Play to pave the way for pooing in the potty!

It’s not uncommon for little ones to have a fear of pooing in the potty (or toilet). And often it leaves parents feeling really unsure of what to do; not wanting to pressure their child for fear of making things worse, but also not really knowing how to encourage their child without resorting to rewards or punishments.

Play can be a great way to help kids to explore the idea of pooing in the toilet, sometimes giving you valuable insights into what might be going on for them. It can also offer the opportunity to elicit laughter, which can be really helpful for offloading any feelings of mild fear or powerlessness that they might have around pooing in the potty.

Many of the games involve power reversal, which is where we (or a doll/teddy) take on the role of the less powerful (or scared) one, putting our child in the more powerful role. This reversal of roles can be great for touching our kids’ sweet spot about feeling scared or powerless, and can often elicit a lot of laughter, and be requested over and over!

So, here are a few ideas for kids who are feeling apprehensive and avoiding pooing in the potty (or toilet) …

The most basic play is to set up some dolls/teddies and a pretend potty/toilet (empty plastic yoghurt containers make pretty good play toilets!). You can have a child doll (and possibly a mum and dad doll), or a teddy, who “really needs to do a poo”. Then leave it open for your child to direct the play in the way they like. If you notice where your child takes the “story”, what the get the characters to do and say, you can sometimes learn more about what they are fearing about pooing in the potty.

If your child seems hesitant or unsure about how to initiate the play, you could try taking the role of the teddy pretending to be scared of the potty (or of pooing in the potty), perhaps walking up to the potty, taking a look inside, yelling “Aaahhh!”, and then running away dramatically in fear! The goal is to make it funny and help your child to laugh. The more they laugh, the more apprehension they will release.

toilet-paper-picjumbo-comYou can also encourage play with brown clay or play doh and the pretend potty, maybe also incorporating it into the doll/teddy play. All this sort of play can help process any feelings that might be getting in the way of your child feeling comfortable to poo on the potty.

Another fun one is to pretend that you need to do a poo, but that you don’t want to do it on the toilet, getting as silly as possible, really hamming up your dilemma. Your child may laugh and take the role of telling you that you need to go and poo in the toilet, and you can protest comically, “No! No! I don’t want to!!”, and beg them not to have to, “Please, please don’t make me poo on the toilet!”. And just keep playing as long as it’s fun and eliciting laughter. This kind of power reversal can be really fun and therapeutic (for you both!).

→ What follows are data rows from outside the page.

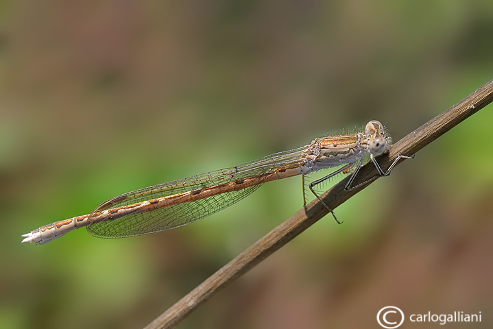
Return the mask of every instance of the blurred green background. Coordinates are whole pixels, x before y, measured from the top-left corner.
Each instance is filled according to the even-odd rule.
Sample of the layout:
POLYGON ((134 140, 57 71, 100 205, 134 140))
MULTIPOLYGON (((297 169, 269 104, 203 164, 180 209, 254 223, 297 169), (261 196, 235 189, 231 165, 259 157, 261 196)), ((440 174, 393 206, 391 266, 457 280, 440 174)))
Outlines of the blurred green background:
MULTIPOLYGON (((300 209, 300 178, 159 234, 21 234, 370 119, 398 140, 492 79, 492 51, 486 0, 2 1, 0 327, 143 327, 300 209)), ((492 108, 180 328, 379 328, 387 305, 491 328, 492 108)))

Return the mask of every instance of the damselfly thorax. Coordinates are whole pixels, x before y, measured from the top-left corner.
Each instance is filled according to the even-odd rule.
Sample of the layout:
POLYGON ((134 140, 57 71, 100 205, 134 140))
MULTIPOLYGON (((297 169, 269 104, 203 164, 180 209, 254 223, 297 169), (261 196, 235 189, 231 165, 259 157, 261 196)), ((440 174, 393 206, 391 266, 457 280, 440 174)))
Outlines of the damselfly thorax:
MULTIPOLYGON (((233 168, 118 195, 104 202, 89 215, 57 221, 24 234, 25 239, 22 242, 46 243, 83 226, 87 227, 91 234, 104 238, 160 232, 190 223, 224 209, 266 182, 301 175, 304 186, 306 175, 321 169, 340 167, 308 185, 311 193, 337 221, 313 187, 338 173, 351 173, 346 189, 354 188, 356 186, 352 183, 365 154, 374 164, 378 176, 388 175, 400 159, 411 158, 398 156, 384 172, 375 156, 383 153, 391 143, 385 127, 377 121, 372 121, 367 123, 364 132, 316 138, 308 145, 276 153, 233 168)), ((303 202, 306 204, 304 188, 303 202)))

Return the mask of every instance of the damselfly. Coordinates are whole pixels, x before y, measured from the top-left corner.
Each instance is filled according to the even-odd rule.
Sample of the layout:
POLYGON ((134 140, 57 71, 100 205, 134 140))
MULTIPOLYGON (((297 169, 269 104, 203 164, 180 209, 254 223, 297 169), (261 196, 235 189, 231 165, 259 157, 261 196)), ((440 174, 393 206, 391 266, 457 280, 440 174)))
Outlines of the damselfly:
MULTIPOLYGON (((385 127, 377 121, 370 121, 365 132, 353 135, 316 138, 308 145, 279 152, 234 168, 160 184, 124 193, 101 204, 93 212, 42 226, 23 235, 22 242, 43 244, 83 226, 91 234, 117 238, 147 234, 182 226, 224 209, 272 180, 301 175, 320 169, 341 167, 309 184, 309 188, 322 204, 313 187, 338 173, 352 173, 346 189, 361 167, 365 154, 378 171, 386 176, 400 155, 384 172, 375 160, 391 143, 385 127)), ((364 183, 363 183, 364 184, 364 183)), ((306 204, 304 188, 303 201, 306 204)), ((336 221, 337 219, 336 219, 336 221)))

Along the same lines, you could pretend you need to do a poo and go around the house saying, “Is this the toilet?”, in all sorts of strange places, “What about this? Is this the toilet? Is this where I need to poo?”, until your child guides you to the toilet, and then say, “Oh, so that’s where I need to poo!”. Keeping in mind, the power is in the laughter, so follow the giggles!

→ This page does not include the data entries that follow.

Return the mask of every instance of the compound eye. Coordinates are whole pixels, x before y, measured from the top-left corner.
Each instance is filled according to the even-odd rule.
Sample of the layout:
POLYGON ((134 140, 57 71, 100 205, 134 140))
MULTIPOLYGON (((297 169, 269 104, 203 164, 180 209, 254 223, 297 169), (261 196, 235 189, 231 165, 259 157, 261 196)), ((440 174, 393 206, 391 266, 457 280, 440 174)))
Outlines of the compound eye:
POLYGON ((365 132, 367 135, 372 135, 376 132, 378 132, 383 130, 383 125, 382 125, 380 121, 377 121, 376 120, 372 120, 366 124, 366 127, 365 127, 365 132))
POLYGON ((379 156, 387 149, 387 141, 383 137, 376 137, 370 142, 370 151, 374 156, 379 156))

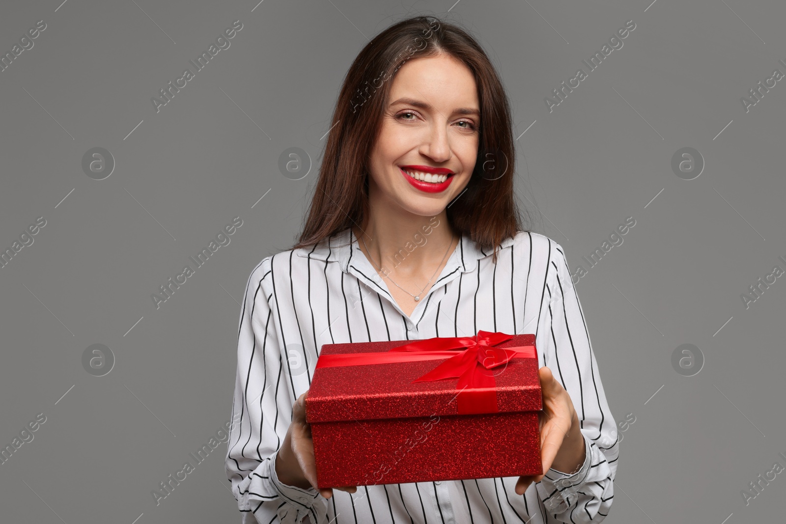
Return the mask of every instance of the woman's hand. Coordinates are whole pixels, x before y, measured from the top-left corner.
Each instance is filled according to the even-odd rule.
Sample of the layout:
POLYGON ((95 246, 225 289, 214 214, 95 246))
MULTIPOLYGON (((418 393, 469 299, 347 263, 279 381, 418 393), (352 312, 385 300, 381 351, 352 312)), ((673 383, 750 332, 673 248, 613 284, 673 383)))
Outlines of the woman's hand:
POLYGON ((531 483, 540 482, 549 468, 570 473, 578 470, 586 458, 584 436, 571 396, 549 368, 541 368, 538 374, 543 394, 539 423, 544 475, 519 477, 516 483, 519 495, 523 494, 531 483))
MULTIPOLYGON (((311 426, 306 422, 306 397, 308 390, 298 397, 292 406, 292 421, 287 430, 284 442, 276 456, 276 476, 278 480, 288 486, 303 489, 317 489, 317 463, 314 458, 314 440, 311 438, 311 426)), ((341 491, 354 493, 356 486, 336 488, 341 491)), ((333 496, 333 489, 319 489, 320 494, 326 499, 333 496)))

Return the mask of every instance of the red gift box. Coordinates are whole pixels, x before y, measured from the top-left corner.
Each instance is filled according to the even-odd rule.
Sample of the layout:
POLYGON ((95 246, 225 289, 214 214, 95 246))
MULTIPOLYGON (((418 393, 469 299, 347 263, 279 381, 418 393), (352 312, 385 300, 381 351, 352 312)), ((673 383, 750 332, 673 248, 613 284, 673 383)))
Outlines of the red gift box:
POLYGON ((542 401, 534 335, 325 344, 305 399, 318 486, 542 475, 542 401))

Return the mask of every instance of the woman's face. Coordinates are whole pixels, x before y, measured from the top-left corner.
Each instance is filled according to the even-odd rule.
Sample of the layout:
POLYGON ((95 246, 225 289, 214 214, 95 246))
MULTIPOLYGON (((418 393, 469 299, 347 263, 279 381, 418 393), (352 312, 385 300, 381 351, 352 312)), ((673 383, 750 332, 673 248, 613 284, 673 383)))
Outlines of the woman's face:
POLYGON ((369 158, 371 203, 437 215, 475 168, 480 125, 475 79, 446 55, 412 60, 399 68, 387 103, 369 158), (428 168, 437 172, 426 181, 406 174, 421 178, 428 168))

The “Whatever you do, don’t … poo in the potty!” game is another silly one that is perhaps more helpful when your child doesn’t seem to fear pooing in the potty per se, but rather just seems to prefer pooing in a nappy (diaper). In this game, parents pretend that they really don’t want kids to do something (in this case, poo in the potty), and kids will usually delight in cheekily “disobeying” them! And if your child does then poo in the potty, you can pretend to be shocked, saying, “What?! You pooed in the potty? No! Surely not! You can’t do that!”. You can also mock “threaten” to cover your child in kisses if they poo in the potty!

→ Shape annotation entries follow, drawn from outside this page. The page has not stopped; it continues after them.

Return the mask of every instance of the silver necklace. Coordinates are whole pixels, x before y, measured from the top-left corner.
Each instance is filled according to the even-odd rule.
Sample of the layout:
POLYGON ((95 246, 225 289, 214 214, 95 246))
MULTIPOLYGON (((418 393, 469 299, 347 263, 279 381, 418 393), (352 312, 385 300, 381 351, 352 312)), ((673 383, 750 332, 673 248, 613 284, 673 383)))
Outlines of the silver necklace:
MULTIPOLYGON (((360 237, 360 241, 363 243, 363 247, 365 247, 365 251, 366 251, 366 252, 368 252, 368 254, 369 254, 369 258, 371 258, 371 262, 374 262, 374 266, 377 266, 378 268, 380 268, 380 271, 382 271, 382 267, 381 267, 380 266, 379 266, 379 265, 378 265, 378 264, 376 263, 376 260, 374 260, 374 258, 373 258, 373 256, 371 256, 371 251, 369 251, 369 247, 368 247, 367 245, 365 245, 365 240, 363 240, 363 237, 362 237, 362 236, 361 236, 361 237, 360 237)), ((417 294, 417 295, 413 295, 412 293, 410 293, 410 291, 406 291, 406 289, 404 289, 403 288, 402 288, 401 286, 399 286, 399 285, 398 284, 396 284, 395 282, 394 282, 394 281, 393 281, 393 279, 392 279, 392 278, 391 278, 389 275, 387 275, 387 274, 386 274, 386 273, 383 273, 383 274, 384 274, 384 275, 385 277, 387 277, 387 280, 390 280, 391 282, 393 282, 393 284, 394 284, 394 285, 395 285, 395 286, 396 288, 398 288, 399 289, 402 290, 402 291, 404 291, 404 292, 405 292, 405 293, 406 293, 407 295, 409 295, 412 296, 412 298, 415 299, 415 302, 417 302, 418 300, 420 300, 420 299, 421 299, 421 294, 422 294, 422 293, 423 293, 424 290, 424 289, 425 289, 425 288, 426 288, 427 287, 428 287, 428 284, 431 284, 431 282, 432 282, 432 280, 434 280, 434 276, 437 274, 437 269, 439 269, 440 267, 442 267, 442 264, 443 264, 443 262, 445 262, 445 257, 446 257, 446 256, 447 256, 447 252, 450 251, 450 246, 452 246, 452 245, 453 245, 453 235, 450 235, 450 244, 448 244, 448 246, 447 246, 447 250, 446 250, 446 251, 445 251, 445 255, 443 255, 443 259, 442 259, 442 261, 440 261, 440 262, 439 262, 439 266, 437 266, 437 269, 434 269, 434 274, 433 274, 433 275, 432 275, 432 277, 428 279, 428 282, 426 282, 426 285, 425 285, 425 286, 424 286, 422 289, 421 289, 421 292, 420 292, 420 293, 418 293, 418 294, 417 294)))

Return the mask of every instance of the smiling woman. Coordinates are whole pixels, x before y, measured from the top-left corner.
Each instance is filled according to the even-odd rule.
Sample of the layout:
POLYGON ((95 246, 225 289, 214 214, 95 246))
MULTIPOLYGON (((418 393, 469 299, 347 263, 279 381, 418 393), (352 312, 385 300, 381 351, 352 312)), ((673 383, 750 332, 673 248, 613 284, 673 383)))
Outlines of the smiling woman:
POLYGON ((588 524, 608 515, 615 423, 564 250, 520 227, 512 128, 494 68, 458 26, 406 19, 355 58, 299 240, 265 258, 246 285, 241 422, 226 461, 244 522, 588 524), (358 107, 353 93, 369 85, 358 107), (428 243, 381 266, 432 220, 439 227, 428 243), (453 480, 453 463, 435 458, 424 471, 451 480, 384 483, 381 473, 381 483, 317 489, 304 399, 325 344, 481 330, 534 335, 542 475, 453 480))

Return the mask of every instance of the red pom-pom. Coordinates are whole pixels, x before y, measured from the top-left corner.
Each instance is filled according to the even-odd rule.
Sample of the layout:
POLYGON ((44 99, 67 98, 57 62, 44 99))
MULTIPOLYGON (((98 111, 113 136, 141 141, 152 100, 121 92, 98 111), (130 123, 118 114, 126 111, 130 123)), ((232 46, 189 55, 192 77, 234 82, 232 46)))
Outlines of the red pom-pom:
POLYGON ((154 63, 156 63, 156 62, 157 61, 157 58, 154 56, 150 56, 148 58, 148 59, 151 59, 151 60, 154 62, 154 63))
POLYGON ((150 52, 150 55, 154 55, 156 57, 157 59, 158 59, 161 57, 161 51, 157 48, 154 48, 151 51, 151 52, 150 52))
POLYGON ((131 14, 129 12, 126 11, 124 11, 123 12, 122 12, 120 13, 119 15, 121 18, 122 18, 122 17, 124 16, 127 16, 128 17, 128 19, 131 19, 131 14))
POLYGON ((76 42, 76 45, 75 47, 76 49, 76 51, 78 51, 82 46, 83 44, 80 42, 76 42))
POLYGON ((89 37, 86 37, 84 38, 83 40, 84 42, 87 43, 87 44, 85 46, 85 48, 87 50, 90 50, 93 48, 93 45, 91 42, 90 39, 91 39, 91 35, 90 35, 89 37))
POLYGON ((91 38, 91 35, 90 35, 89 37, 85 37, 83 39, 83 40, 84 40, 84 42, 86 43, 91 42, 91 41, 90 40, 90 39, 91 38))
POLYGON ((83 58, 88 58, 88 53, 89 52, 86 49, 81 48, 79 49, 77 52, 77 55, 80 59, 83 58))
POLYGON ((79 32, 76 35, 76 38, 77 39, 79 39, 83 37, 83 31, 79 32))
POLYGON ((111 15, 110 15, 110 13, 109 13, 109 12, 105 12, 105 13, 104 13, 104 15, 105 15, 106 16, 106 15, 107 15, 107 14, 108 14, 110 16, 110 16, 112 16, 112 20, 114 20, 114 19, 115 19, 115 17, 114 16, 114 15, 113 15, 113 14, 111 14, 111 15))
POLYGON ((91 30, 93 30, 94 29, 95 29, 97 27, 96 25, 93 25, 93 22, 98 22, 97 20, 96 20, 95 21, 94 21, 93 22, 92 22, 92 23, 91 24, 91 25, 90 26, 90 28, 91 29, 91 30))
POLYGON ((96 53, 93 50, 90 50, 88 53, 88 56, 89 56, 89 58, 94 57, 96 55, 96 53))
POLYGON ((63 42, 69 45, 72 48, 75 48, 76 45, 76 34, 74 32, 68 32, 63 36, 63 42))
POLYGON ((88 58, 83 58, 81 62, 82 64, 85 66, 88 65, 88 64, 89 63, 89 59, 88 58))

There is also another way we can switch the roles around, and that is to “personify” the potty, giving it human characteristics like a voice and feelings, and even a name if you like! You can then have the potty acting scared of your child! You can set it up as a game, with the potty in the middle of the room, and every time your child goes near it, have the potty say things like, “Oh no! I hope you’re not going to sit on me! Please don’t sit on me! I’m scared!!! Oh no, I hope you’re not going to pooooo in me!”. Then you can make the potty “run” away and hide, and then creep out again when it feels the coast is clear, ready to play again!

I hope that gives you a few more options for helping your child to work through their discomfort around pooing in the potty. And, as usual, if you try any of the games out, I’d love to hear how it goes!